Arka Gdynia - Ruch Chorzów 1:1 (Siemaszko 23' - Moneta 4')

Arka: Pavels Steinbors - Tadeusz Socha, Krzysztof Sobieraj, Michał Marcjanik, Marcin Warcholak - Dawid Sołdecki, Yannick Sambea - Marcus da Silva (60' Luka Zarandia, 65' Paweł Abbott), Mateusz Szwoch, Dariusz Formella (77' Miroslav Bożok) - Rafał Siemaszko
Ruch: Libor Hrdlicka - Martin Konczkowski, Rafał Grodzicki, Michał Helik, Michał Koj (72' Paweł Oleksy) - Maciej Urbańczyk (85' Eduards Visnakovs), Łukasz Surma - Miłosz Przybecki, Bartosz Nowak, Łukasz Moneta - Jarosław Niezgoda (70' Jakub Arak)

Żółte kartki: Formella, Sołdecki, Sambea (Arka) - Surma (Ruch)
Widzów: 9001


Mecz z Ruchem rozpoczął się fatalnie dla żółto-niebieskich. Już w 4. minucie piłkarze Ruchu przejęli piłkę na własnej połowie i wyprowadzili skuteczną kontrę. Niezgoda podał do Łukasza Monety, który uderzył obok Pavelsa Steinborsa. Cztery minuty później z rzutu wolnego płaskie uderzenie oddał Mateusz Szwoch, Hrdlicka odbił piłkę do której dopadł Formella, jednak potknął się o własne nogi. W 12. minucie Szwoch dośrodkował z rzutu rożnego, na bliższym słupku znalazł się Siemaszko, który oddał sprytny strzał głową po którym piłka trafiła w słupek. W 23. minucie Arka zdobyła wyrównującą bramkę. Socha dośrodkował z prawej strony w pole karne, Formella zgrał piłkę głową, a Siemaszko wcisnął ją do bramki ręką z najbliższej odległości. Sędzia po konsultacji z asystentem zdecydował się uznać gola.
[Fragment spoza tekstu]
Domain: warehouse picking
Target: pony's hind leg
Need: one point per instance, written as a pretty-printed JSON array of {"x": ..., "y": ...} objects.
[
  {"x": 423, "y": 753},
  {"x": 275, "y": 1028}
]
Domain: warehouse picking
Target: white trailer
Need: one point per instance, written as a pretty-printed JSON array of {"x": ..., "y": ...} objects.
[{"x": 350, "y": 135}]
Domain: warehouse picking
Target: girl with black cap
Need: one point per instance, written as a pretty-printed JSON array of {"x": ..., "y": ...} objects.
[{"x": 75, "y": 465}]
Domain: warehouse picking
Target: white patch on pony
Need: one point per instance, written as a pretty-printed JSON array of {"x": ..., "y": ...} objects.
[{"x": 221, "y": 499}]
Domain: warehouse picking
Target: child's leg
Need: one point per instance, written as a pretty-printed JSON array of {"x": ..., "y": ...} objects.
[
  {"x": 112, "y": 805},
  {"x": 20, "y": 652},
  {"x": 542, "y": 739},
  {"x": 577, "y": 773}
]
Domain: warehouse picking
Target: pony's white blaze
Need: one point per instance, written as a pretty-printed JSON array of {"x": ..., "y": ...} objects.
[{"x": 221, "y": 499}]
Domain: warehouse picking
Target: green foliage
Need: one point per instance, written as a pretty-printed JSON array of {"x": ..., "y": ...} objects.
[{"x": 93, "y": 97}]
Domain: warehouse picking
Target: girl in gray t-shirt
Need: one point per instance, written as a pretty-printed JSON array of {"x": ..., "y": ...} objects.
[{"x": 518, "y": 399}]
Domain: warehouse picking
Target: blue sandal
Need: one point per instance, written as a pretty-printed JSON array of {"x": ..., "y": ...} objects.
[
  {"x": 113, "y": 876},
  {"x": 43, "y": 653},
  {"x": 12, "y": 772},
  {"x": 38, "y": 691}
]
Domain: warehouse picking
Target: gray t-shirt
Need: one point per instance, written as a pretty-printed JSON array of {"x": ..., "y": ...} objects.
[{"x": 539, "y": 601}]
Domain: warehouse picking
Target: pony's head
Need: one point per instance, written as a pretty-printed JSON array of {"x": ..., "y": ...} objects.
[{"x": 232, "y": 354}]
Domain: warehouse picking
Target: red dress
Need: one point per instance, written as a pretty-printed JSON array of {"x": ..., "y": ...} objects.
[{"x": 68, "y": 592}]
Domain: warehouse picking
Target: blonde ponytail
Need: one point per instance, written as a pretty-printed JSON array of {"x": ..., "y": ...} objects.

Krótko po wznowieniu gry w drugiej połowie Szwoch zagrał do Siemaszki, a ten obrócił się z piłką w kierunku bramki i oddał niecelny strzał. W 52. minucie Arkowcy przejęli piłkę blisko bramki Ruchu. Siemaszko popisał się świetnym podaniem do Formelli, który mając przed sobą tylko bramkarza gości przeniósł piłkę wysoko nad poprzeczką. W końcowych minutach spotkania Arka wyprowadziła jeszcze dobrą kontrę, ale Szwoch podał piłkę z prawej strony wprost w ręce Hrdlicki. Na pół minuty przed końcem Moneta oddał uderzenie sprzed pola karnego, Steinbors odbił piłkę do boku i żaden z gości nie zdążył z dobitką.

Remis sprawił, że Arka awansowała na 14. miejsce w tabeli, wyprzedzając Górnika Łęczna, który przegrał u siebie 1:3 z Zagłębiem Lubin. W najbliższy piątek żółto-niebiescy udadzą się właśnie do Lubina i zmierzą z Zagłębiem w ostatnim meczu w tym sezonie. Zwycięstwo da Arce pewne utrzymanie bez względu na rezultaty innych meczów.